The many considerations and the succession planning process can be overwhelming as it requires sensitivity, transparency and expertise that can create paralysis – particularly as you need to focus on running your business. It is true, the process is complex and unique to every business, but it is a worthy, if not necessary, endeavour that benefits your business, family and income.

Where to begin will depend on your personal timeline, family structure and how quickly successors (family members, employees, or other individuals) can effectively fall into place. Often the value of your company is based on the value of your contribution. We must plan to capture and pass along that value to the next generation.

Succession planning examples

There are many possible scenarios and tax implications in succession planning but let us look at one where there are three adult children of a business owner. The owner wishes to split the estate into three equal parts. The first consideration is confirming if any of the three children are interested in taking over the business. Assumptions must be tested and confirmed before any planning begins.

This conversation is often best facilitated by a lawyer for several reasons, and one example early in the process is to present the opportunity accurately by balancing the dinner table conversations of the business stresses and other negatives with the positives of getting involved in the family business.

When one adult child is interested in the business

Identifying a timeline and the scale to which the adult child wishes to be involved and, potentially, take control will lead to a planning framework. The financial planning component can include a family trust where this adult child, and perhaps the other children, is an income beneficiary but has no control over the company. Flowing money from the company through the family trust to the children must be done carefully to ensure no one pays a high rate of tax on income received.
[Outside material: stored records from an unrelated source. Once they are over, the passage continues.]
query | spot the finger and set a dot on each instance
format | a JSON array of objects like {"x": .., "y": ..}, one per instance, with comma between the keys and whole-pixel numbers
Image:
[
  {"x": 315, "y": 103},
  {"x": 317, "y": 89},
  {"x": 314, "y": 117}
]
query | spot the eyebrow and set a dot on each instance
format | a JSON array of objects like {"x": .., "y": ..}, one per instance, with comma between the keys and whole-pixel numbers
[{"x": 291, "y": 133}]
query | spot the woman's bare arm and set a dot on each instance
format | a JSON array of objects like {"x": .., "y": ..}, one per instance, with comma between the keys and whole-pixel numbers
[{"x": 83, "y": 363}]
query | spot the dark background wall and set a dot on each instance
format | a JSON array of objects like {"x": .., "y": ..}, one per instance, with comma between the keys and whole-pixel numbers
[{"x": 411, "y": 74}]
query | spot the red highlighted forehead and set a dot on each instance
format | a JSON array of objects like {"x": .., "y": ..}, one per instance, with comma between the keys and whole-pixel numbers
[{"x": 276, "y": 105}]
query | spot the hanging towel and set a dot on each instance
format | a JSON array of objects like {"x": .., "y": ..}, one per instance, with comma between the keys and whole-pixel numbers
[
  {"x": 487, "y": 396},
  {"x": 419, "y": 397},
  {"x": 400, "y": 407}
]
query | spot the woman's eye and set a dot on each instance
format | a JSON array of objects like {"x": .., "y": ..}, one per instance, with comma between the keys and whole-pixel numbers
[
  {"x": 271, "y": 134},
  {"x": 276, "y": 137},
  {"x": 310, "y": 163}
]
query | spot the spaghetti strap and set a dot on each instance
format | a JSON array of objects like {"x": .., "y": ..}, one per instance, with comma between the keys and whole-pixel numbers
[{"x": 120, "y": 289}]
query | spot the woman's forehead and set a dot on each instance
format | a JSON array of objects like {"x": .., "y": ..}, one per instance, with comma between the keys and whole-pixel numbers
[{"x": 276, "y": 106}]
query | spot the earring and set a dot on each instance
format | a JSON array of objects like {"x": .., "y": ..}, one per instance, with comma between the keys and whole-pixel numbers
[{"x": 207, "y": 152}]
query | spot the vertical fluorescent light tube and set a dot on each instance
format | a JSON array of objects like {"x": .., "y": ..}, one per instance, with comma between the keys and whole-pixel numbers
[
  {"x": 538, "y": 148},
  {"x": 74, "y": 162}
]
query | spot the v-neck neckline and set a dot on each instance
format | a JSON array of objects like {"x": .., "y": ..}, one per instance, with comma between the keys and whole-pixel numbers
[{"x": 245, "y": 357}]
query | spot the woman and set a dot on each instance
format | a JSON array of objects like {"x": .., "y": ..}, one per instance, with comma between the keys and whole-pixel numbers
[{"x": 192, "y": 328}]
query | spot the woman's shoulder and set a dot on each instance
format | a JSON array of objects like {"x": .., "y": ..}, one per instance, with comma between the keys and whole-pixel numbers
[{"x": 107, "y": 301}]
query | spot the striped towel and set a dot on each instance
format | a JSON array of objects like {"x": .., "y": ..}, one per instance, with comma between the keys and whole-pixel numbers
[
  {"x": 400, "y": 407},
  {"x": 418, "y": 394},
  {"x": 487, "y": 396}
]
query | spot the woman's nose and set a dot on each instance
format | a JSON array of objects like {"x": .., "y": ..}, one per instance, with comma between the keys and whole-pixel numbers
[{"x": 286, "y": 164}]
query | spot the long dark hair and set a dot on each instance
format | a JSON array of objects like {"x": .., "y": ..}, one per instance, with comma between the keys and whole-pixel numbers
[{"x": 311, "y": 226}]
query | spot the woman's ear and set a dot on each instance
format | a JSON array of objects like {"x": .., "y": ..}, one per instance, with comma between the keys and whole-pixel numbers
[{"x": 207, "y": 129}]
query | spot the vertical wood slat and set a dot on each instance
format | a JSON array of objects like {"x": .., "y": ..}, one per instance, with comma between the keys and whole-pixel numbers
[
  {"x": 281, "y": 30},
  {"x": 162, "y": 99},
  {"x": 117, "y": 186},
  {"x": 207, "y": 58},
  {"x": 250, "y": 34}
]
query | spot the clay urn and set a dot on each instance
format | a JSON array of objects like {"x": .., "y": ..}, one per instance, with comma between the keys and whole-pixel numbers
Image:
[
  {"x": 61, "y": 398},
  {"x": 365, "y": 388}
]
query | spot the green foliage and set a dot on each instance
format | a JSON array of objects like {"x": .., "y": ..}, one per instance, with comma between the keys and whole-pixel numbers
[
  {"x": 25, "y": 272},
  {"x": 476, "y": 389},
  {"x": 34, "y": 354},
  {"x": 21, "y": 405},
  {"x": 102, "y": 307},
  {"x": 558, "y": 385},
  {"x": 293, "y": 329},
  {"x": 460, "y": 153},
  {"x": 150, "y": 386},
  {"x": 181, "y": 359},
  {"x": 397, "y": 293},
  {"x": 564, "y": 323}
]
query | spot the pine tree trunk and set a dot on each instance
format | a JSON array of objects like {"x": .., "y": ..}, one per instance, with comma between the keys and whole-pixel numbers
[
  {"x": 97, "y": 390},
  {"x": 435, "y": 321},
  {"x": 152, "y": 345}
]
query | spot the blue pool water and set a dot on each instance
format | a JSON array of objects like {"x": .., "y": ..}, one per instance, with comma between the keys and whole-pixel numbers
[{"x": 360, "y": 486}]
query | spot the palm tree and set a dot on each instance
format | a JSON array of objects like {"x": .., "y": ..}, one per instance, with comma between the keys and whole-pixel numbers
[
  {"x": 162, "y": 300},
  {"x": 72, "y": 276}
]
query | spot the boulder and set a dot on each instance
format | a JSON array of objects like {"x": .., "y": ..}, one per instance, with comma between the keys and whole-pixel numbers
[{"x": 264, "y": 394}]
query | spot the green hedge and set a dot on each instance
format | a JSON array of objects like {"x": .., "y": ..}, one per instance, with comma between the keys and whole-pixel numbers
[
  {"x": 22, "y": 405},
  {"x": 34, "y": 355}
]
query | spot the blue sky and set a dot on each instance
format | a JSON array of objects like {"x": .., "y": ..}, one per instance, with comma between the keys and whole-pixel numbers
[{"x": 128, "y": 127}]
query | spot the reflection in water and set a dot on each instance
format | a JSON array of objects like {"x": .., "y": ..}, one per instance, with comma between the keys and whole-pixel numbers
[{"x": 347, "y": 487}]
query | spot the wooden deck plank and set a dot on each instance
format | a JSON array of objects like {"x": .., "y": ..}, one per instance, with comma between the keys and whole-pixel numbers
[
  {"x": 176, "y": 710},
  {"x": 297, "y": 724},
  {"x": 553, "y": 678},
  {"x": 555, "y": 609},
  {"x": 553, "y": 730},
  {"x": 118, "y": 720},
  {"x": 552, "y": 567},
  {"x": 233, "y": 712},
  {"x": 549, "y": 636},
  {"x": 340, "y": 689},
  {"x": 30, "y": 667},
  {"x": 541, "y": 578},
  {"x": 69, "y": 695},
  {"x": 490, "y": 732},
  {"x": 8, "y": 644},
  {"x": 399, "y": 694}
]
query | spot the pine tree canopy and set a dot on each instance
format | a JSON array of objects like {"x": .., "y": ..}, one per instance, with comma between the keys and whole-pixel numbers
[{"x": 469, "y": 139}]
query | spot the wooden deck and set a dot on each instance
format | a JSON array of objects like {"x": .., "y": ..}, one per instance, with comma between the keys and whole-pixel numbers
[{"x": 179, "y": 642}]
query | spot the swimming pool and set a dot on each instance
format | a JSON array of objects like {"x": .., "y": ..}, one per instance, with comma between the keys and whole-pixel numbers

The rate at which the transition occurs will largely depend on two key factors:

(1) When the parent is ready to give up any degree of control. You might want your successor to learn skills in the process of grooming to succeed you, but educational and other milestones could be important factors too before you pass over control.

(2) When the successor demonstrates the skills, experience, and readiness to take over. What involvement has the child had in the business to date?

A child wishing to take over the business often takes place when the parent is ready to release control and/or when the adult child demonstrates an ability to manage the company effectively. Control of the company can include voting shares, becoming a director, or positioning him/her as shareholder.

Two adult children who are not interested in family business

To equally split the business, careful considerations should be made for the adult children who will not work in the family business as there are significant tax implications that require planning. An owner could issue common shares to the two children or name the children as additional beneficiaries of the family trust, but they will each pay a high tax rate on any dividends or income received since they are not active in the business.

To split evenly three ways, one should consider the value each child receives over time regardless of their involvement in the business.

Other early considerations

Be realistic about the value of your business by discussing the value with your accountant. Too much cash, investments or non-business assets in the company can impact the transition and the ability to use your lifetime capital gains exemption.

Your valuation should consider what a third party would pay for your business. Part of this valuation process might include cleaning up excess cash, investments and non-business assets that should not be in the company. Careful succession planning with a business law lawyer and accountant is needed to ensure the transfer of these assets is done properly.

Again, it is imperative to plan early to maximize your income and the long-term success of your family business.